Americans moved not just across the frontier, but they moved from farms to factories. They moved even when they faced poverty and racism, escaping the sharecropping South for the hopes of a better life in northern cities. White and black, they moved within the South, poured out of the countryside and into Atlanta, Houston, Birmingham, Dallas.
But Americans are not so much on the move anymore. In fact, since 1970, geographic mobility has been cut in half. There is more than a little evidence behind the anecdotes of people trapped in failing towns when factory doors shut or mired in rural despair when the mine closes.
So least we are great at starting our own firms and being entrepreneurs, right?
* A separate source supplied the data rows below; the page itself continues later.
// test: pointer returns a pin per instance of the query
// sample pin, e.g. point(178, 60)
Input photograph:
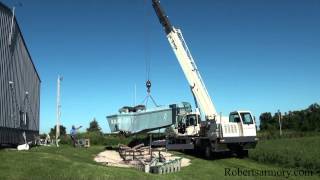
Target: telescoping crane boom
point(238, 132)
point(187, 64)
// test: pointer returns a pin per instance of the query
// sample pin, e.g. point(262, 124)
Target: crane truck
point(204, 129)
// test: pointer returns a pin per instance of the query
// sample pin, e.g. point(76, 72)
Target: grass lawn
point(70, 163)
point(302, 152)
Even if the incomes don’t match the aspirations we can still have our Jeffersonian yeoman dreams and be our own bosses. Again, sorry to disappoint but that’s gone down and away as well. In 2007 the US ranked 23rd on a list of 34 OECD countries in terms of newly registered companies per 1,000 working age population. It sat below the United Kingdom, Denmark, France and Spain among others. And if you think we are a nation of small businesses, the US ranked last in percentage of workers in firms with fewer than 50 employees.
Americans do tend to be more optimistic about mobility than other nations.
But that might the most depressing statistic of all. We are a nation whose high hopes are being dashed off the cliff. Expectations and frustrations, outworn beliefs sunk in long lost traditions and misplaced faith in a distinctive set of national values have yet to fully engage the grim new realities. These are the economic and also the cultural causes of the current state of American politics, as I see it. You can say it’s all about racism, or you can call it blaming the victim, scapegoating, or any other number of examples of humanity at its worst. And while economic frustrations are no excuse, at least we should recognize that there is plenty of evidence that they exist, even for the so called “better off” Trump voters.
At the same time, the people who might well still feel this is the land of opportunity are immigrants. Most still come from economies that are far worse than our own. Most still move because the option of staying means either crushing poverty or death. What does it say that one of the main divisions in American society right now is over immigrants and immigration? Could it be that nativism is just the unacknowledged anger of those who have lost the American Dream at those who still have it?